04 / 12

Stack / 04

TCP

TCP turns IP's "best-effort packet delivery" into "ordered, retransmitted, congestion-aware byte streams". Most of the production behaviour that surprises people — slow connection ramp-up, sudden retransmit storms, sockets stuck in TIME_WAIT — is TCP doing exactly what the spec asks. Reading the spec is what makes it click. This page is the working summary.

What TCP actually guarantees

IP gives you one thing: it will try to deliver a packet to an address. It makes no promise that the packet arrives, that it arrives once, that it arrives in order, or that what arrives matches what was sent. Packets can be dropped by a full router queue, duplicated by a retransmitting link, reordered by taking different paths, or corrupted in transit. TCP sits on top of that and presents the application with something far easier to program against: a reliable, ordered stream of bytes that flows in both directions.

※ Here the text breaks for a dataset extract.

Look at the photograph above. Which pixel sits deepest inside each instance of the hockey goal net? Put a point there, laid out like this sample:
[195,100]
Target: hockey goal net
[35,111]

Three words in that sentence carry the weight. Reliable means every byte you write either arrives or the connection breaks and you find out; TCP never silently loses data. Ordered means the bytes come out the far end in exactly the order they went in, even if the packets carrying them took different routes and showed up scrambled. Byte stream means there are no message boundaries: if you write "hello" then "world", the reader may receive "hello", or "helloworld", or "hel" then "loworld". TCP preserves the sequence of bytes, not the framing of your writes. If your protocol needs messages, you add length prefixes or delimiters yourself. Forgetting this is one of the most common bugs in hand-rolled network code: people assume one send() equals one recv(), and it does not.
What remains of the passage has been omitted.